We decided to collect stories of everyday experiences from a large number of people, and in the course of these conversations to see if we could locate the place of law in American culture. Collecting stories and having conversations is not the usual way of describing social science research. But this is not, we hope, a usual project of either qualitative or quantitative social science. Rather, we have self-consciously attempted to combine several different methods and to work at the intersections of several fields of scholarship in response to contemporary controversies in sociology, cultural studies, and legal theory. We have combined aspects of textual interpretation with survey research to mediate debates about the place of subject and observer, authorship and representation, as well as reliability and accuracy in social research.

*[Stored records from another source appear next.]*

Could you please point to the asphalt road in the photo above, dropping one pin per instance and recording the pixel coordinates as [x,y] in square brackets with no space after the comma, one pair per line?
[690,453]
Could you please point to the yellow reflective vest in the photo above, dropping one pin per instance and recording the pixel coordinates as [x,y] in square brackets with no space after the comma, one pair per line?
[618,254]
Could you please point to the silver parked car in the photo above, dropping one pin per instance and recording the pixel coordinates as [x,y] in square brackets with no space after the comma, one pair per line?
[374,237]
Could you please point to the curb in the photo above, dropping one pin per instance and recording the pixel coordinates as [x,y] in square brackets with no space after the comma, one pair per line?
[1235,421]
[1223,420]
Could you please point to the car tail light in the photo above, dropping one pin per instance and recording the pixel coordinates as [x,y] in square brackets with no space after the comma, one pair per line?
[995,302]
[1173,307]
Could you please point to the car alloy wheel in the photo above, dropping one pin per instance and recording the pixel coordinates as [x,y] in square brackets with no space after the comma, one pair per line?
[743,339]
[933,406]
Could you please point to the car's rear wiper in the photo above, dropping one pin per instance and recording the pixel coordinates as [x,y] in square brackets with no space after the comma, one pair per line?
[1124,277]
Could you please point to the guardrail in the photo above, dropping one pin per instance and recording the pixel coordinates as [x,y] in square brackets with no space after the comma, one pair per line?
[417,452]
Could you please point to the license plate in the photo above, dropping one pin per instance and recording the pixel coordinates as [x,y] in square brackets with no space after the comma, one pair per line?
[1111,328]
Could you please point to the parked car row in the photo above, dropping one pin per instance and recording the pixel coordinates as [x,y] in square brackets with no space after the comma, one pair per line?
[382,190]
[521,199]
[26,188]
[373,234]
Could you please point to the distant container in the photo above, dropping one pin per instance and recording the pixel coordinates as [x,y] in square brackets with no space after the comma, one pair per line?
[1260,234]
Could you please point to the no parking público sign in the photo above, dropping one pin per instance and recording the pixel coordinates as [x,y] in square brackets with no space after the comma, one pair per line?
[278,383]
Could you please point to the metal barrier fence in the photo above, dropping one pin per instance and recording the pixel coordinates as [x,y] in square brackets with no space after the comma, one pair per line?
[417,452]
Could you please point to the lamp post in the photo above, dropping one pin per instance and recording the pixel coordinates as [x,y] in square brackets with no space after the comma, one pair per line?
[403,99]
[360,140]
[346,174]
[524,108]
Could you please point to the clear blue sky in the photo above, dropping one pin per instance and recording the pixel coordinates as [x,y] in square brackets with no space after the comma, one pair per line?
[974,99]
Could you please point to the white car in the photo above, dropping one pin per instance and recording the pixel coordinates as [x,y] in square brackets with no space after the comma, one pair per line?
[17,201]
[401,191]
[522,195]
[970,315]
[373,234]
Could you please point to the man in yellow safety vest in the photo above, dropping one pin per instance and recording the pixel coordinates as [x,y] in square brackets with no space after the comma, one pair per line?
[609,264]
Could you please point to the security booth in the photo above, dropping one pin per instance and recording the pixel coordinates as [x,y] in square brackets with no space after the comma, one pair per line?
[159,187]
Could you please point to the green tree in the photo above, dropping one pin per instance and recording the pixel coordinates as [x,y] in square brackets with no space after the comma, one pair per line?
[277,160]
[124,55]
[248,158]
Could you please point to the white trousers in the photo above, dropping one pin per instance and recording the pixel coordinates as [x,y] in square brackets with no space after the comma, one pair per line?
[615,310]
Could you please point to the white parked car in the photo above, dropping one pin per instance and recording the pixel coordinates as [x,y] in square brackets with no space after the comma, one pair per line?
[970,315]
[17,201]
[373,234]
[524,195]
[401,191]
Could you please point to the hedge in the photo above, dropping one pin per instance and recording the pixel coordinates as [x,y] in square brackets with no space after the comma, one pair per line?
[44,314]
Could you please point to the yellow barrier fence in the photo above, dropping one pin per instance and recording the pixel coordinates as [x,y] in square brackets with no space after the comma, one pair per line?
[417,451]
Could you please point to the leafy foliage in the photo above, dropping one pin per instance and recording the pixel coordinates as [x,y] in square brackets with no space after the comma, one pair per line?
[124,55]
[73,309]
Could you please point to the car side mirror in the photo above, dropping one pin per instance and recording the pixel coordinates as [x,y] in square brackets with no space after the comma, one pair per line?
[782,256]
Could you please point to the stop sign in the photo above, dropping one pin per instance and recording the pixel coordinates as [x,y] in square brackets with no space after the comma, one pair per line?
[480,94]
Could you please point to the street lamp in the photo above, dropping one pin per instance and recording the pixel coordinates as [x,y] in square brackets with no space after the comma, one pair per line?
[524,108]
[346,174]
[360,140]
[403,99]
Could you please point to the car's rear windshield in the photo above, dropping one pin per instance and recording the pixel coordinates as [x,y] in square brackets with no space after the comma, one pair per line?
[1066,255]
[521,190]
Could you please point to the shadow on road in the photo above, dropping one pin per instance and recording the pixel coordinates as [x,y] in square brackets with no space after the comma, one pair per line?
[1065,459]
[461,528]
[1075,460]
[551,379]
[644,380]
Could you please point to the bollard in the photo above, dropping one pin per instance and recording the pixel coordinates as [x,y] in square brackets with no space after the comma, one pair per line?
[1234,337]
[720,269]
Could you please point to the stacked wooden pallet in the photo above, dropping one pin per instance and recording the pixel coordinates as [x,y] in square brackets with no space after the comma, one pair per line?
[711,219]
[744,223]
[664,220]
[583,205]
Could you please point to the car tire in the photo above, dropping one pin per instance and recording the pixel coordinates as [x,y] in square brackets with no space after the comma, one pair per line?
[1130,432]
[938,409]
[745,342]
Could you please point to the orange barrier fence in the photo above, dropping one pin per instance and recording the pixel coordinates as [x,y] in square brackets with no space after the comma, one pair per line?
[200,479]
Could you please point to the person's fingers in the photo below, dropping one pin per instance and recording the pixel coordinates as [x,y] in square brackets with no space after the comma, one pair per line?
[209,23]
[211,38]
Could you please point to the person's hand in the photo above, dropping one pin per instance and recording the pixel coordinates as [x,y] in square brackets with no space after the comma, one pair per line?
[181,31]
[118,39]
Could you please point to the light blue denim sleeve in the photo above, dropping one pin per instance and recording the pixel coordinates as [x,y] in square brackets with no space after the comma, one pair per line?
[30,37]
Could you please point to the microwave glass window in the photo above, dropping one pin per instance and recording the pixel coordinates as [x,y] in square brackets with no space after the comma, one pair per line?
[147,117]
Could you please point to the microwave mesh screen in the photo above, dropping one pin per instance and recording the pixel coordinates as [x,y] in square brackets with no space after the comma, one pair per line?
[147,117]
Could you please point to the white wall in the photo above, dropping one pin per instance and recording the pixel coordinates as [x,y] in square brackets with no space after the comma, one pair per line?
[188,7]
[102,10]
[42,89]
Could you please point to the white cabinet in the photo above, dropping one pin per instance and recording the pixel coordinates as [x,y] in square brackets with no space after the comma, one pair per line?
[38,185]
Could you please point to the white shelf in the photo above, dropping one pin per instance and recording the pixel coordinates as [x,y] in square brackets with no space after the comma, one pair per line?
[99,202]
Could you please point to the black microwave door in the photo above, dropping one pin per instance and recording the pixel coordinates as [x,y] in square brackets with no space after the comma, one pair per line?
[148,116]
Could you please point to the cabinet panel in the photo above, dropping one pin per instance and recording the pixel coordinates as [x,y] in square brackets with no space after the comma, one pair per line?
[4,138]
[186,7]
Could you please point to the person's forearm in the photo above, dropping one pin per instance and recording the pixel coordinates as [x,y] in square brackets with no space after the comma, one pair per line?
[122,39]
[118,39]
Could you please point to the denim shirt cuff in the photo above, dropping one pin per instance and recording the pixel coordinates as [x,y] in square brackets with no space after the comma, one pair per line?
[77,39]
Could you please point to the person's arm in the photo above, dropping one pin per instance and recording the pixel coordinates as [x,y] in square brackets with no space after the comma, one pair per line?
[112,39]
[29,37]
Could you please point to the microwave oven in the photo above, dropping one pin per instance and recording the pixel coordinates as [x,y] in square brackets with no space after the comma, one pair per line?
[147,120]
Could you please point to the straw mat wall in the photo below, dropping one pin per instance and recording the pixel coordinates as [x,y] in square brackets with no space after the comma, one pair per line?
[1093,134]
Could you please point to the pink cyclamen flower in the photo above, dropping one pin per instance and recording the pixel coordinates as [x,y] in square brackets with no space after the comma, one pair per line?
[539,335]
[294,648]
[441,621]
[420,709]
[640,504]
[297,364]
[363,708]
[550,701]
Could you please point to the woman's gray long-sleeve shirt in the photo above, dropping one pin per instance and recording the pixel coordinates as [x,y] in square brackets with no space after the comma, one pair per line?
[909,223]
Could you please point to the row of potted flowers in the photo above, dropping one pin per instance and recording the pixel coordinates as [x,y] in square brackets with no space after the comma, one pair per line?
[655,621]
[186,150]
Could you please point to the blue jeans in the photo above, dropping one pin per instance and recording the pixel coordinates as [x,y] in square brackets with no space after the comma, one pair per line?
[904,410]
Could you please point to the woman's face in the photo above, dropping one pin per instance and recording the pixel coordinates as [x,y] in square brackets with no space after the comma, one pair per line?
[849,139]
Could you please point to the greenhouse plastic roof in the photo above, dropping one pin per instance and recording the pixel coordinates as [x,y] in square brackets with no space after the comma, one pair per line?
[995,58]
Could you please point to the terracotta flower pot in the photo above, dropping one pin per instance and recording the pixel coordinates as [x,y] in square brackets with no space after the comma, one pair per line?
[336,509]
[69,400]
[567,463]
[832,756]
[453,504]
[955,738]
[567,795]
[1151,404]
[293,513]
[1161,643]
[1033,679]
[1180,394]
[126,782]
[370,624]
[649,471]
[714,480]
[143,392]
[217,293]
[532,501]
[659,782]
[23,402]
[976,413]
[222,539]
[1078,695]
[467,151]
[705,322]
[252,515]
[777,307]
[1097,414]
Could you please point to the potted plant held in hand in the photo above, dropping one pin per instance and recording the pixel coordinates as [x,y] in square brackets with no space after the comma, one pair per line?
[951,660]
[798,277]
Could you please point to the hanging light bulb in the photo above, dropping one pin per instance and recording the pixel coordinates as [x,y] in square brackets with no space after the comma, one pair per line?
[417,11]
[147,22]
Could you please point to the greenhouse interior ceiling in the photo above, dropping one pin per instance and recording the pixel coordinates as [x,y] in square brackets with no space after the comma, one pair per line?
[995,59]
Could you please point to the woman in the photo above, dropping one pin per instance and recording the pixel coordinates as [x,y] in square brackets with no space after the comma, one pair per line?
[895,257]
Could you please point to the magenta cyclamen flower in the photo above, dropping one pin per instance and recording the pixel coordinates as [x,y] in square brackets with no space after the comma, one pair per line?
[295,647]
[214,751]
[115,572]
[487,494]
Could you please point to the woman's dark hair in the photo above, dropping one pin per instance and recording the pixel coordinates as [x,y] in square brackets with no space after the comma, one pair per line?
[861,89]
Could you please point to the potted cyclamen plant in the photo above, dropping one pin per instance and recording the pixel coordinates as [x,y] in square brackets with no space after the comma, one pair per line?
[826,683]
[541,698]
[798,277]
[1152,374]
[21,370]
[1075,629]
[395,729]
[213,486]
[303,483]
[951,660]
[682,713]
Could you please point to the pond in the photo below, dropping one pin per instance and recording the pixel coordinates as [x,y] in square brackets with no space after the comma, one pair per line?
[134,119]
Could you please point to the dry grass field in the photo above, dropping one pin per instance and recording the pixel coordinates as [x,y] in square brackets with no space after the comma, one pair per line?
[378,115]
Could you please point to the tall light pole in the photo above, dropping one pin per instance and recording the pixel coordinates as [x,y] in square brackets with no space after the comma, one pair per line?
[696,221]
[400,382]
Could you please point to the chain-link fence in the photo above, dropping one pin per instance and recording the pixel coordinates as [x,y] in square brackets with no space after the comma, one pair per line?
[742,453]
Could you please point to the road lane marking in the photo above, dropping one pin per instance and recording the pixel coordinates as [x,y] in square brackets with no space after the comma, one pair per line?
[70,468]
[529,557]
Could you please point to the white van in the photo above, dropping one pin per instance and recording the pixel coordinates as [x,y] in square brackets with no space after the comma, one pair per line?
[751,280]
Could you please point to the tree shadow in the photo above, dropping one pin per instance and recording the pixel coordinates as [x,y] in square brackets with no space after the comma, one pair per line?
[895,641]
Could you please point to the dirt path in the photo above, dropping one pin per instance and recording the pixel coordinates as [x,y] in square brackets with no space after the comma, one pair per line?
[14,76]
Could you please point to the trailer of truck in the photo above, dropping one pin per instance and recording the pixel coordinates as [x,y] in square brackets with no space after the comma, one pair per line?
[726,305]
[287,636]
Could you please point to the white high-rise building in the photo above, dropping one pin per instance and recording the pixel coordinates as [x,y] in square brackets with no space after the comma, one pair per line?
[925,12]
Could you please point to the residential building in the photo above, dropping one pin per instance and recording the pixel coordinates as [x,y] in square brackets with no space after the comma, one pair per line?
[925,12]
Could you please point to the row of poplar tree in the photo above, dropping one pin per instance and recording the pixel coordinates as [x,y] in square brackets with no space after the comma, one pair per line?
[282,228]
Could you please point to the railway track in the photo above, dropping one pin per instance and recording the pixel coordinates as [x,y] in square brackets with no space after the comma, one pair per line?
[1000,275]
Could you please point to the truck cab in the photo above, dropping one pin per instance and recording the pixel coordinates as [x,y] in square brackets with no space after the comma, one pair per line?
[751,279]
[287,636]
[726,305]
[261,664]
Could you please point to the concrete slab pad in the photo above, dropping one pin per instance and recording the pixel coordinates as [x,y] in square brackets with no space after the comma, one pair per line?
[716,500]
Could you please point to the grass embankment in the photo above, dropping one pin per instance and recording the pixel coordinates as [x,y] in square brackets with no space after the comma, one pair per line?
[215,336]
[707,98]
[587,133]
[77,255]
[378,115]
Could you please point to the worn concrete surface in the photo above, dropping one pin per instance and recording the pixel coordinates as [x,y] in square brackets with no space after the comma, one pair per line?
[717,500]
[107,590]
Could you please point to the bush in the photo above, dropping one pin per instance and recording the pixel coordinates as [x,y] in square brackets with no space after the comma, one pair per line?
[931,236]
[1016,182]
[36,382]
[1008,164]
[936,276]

We also hope to contribute to the growing field of cultural studies by focusing not only on the symbols and representations embedded in legal materials, but on the production and reception of legal culture by citizens. Finally, we have interwoven sociological theories of social structure and human agency with theories of social construction to develop a model of the lived experiences of legality, its varieties and dimensions. Thus, this book sits at the intersection of several literatures and should be of interest to scholars in most social sciences, as well as socio-legal studies, legal theory, and cultural studies.